Forget "bipartisanship" or "reaching out to the other side." There has been a change of tone in Washington DC, though it's not the type typically discussed by the DC crowd. I'm talking about honest budgets, where wars aren't paid for by emergency funding, or where we're not pretending like the economy isn't crap. And I'm talking about rescinding Bush administration rules with Orwellian names that privilege religious rights over individual rights.

Candidate Obama (unfairly) took some heat for some "present" votes in the Illinois Senate when the matter of choice came up, and there were some political opponents who tried to cast him as less than solid on womens' rights. But his actions as president--repealing the global gag rule, for example--have already shown where he stands on the issue, and this news about the ill-named "conscience rule" will make that even clearer.

Taking another step into the abortion debate, the Obama administration Friday will move to rescind a controversial rule that allows health-care workers to deny abortion counseling or other family-planning services if doing so would violate their moral beliefs, according to administration officials.
Now the article later says that the Obama administration "will consider drafting a new rule to clarify what health-care workers can reasonably refuse for patients." So now our job as activists is clear--let the Obama administration know that any rule that precludes women from being able to get the treatment they deem necessary is unacceptable, than when a woman's health and a medical professional's conscience clash, the person with the heath issue wins, unequivocally, and every time.

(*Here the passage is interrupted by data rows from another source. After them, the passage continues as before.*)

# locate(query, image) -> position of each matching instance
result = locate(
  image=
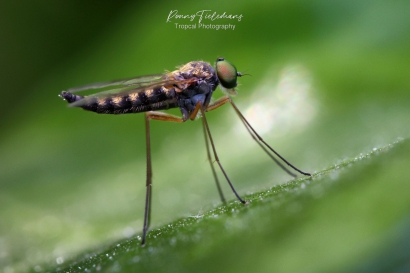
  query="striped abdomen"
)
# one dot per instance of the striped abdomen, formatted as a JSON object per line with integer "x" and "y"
{"x": 160, "y": 98}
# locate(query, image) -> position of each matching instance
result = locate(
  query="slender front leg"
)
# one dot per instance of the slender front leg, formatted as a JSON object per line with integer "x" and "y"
{"x": 225, "y": 99}
{"x": 218, "y": 185}
{"x": 216, "y": 155}
{"x": 148, "y": 194}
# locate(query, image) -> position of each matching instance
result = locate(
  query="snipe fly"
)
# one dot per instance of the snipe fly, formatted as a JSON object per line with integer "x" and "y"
{"x": 190, "y": 88}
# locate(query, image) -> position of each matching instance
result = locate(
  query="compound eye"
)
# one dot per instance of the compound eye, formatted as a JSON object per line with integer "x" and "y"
{"x": 226, "y": 73}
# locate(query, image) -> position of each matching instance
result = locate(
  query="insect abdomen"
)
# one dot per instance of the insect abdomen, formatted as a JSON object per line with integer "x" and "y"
{"x": 159, "y": 98}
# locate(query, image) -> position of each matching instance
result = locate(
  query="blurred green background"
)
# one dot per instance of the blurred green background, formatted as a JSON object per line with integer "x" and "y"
{"x": 330, "y": 80}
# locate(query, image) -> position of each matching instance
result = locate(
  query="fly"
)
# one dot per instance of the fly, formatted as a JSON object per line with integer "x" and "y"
{"x": 190, "y": 88}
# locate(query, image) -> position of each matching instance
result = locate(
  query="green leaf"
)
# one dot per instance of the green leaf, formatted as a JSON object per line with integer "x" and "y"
{"x": 347, "y": 217}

Edit: Amy felt I needed to be clearer about some of the specifics here, so I'm adding this. Rescinding the current rule would not change the much older one that allows doctors and nurses to refuse to perform surgical abortions--that one would stay in place. What would be rescinded is the far vaguer rule that the Bush administration put in at the last moment, and which could have extended that conscience rule to include people who clean surgical instruments used in said procedures or pharmacists who don't want to fill lawfully prescribed medications like emergency contraception.